How Irrevocable Life Insurance Trusts Provide Protection From Taxes and Liability

Many people don’t realize that the proceeds of a South Florida life insurance policy are added to your estate for estate tax purposes if the policy is owned by the deceased during their last 3 years of life. This is the case for over 90 percent of all life insurance policies. While the beneficiary is not taxed on the proceeds directly, the estate will be taxed at a level of 55 percent beginning in 2011. Most of the time, the beneficiary of the life insurance is also the representative of the estate. This means that the government can tax your family coming and going if your plan is not structured properly.

Due to the massive tax implications, an Irrevocable Life Insurance Trust (“ILIT”) is quite useful for South Florida estate planning purposes. An ILIT a legal instrument drafted by a South Florida estate planning attorney for the purpose of removing the life insurance from your estate in order to reduce taxes and increase asset protection. You may designate your spouse, child, or other appropriate party as the beneficiary of the trust.

You may also provide detailed directions to the trustee of the ILIT, including how the life insurance payout should be distributed, when the trustee should make payments, loans, or investments, what to do with the family business, who receives the assets at the death or disability of your original beneficiaries, and when to terminate the trust. The ILIT gives you control of the money from beyond the grave and protects your children from unnecessary liability.

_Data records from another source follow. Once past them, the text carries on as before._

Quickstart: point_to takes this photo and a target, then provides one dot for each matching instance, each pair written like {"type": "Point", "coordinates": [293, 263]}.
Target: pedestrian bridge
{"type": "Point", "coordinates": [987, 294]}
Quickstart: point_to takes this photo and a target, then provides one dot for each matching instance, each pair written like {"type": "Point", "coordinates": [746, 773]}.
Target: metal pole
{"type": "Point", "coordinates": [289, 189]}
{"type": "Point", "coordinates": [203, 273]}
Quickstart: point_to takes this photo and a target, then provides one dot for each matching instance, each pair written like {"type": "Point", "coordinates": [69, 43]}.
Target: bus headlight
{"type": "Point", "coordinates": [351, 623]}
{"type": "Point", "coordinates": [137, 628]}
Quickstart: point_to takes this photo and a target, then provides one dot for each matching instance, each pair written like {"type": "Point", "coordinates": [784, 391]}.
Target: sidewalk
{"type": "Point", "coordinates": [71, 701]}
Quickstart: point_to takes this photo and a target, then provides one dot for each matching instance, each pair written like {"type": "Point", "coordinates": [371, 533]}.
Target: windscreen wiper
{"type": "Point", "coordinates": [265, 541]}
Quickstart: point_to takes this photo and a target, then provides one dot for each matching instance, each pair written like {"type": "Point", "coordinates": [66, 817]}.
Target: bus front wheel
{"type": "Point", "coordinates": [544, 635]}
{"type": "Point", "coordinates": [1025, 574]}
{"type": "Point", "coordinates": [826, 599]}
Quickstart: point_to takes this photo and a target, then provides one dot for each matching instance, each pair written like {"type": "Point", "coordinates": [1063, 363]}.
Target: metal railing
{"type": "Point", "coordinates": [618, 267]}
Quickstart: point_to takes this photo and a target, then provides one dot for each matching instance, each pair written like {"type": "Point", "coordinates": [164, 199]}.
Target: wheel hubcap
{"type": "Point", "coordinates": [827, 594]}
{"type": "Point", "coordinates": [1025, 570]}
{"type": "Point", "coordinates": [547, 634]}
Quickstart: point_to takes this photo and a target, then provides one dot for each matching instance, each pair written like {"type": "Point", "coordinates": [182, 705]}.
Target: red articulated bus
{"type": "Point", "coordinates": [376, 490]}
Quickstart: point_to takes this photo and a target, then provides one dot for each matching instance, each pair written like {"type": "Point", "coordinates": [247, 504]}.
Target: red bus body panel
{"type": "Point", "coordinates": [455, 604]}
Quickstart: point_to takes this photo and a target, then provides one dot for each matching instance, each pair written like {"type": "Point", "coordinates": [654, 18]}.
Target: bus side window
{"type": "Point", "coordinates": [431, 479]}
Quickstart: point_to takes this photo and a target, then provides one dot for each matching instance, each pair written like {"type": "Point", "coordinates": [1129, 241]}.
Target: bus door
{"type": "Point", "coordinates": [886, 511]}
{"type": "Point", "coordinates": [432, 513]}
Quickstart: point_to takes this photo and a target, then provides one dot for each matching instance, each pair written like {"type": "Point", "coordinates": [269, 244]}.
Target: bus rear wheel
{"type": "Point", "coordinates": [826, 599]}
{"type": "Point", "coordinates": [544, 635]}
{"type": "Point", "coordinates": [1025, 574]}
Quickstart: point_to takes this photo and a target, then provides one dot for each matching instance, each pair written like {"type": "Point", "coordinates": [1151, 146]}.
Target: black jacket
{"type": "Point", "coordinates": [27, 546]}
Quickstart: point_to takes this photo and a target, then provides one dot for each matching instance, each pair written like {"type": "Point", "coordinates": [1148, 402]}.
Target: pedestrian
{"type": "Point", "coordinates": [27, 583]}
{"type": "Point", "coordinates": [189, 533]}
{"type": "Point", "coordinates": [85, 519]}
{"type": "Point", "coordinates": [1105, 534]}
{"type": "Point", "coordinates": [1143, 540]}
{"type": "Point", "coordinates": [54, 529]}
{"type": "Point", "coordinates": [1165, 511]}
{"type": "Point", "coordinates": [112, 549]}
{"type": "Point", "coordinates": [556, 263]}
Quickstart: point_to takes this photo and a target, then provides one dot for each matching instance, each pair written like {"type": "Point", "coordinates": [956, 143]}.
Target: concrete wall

As you can see, the structuring of your life insurance policy so that the ILIT holds the life insurance benefit is useful to achieve a number of goals, including:

1. limiting or eliminating the estate tax;
2. increasing the level of assets available to your spouse, children, and other loved ones or entities after you are gone; and
3. providing extra liquidity to a cash strapped estate or business.

Since the ILIT is a separate South Florida legal entity that is outside your estate, the IRS is unable to levy an estate tax on the assets within the ILIT since they are out of your control. Due to the fact that you are able to lay out all of your goals and desires in the trust document, and because normally the only asset inside the trust during your lifetime is your life insurance, it is logical to trade off giving up control in exchange for all of the tax benefits. The trustee will be the applicant, owner, and beneficiary of your life insurance, so the proceeds will never pass through your taxable estate and the estate tax will be reduced by 55 percent of the life insurance benefit total.

Having your spouse or child own and act as the beneficiaries of a South Florida life insurance policy on your life is another way to avoid the estate tax on your life; however, the ILIT has the added benefit of also keeping the undistributed proceeds out of the taxable estates of your beneficiaries. Properly planned ILITs will limit or eliminate estate taxes and generation skipping taxes for multiple generations.

An ILIT can also help you increase the assets available for your beneficiaries because it makes it easy to own one or more policies of life insurance. The South Florida trustee has the trust document as an efficient road map to follow concerning the purchase, premium payments and distribution of the proceeds. The ILIT infuses cash into your estate by making distributions, purchases, or loans as needed. The trustee of the ILIT makes appropriate distributions of cash proceeds to cover debts, taxes, and funeral expenses. The trustee could even purchase some or all of the business with the cash proceeds and professionally run the business until the children were old enough to take over. The trustee could also make appropriate loans to the spouse, children, and business.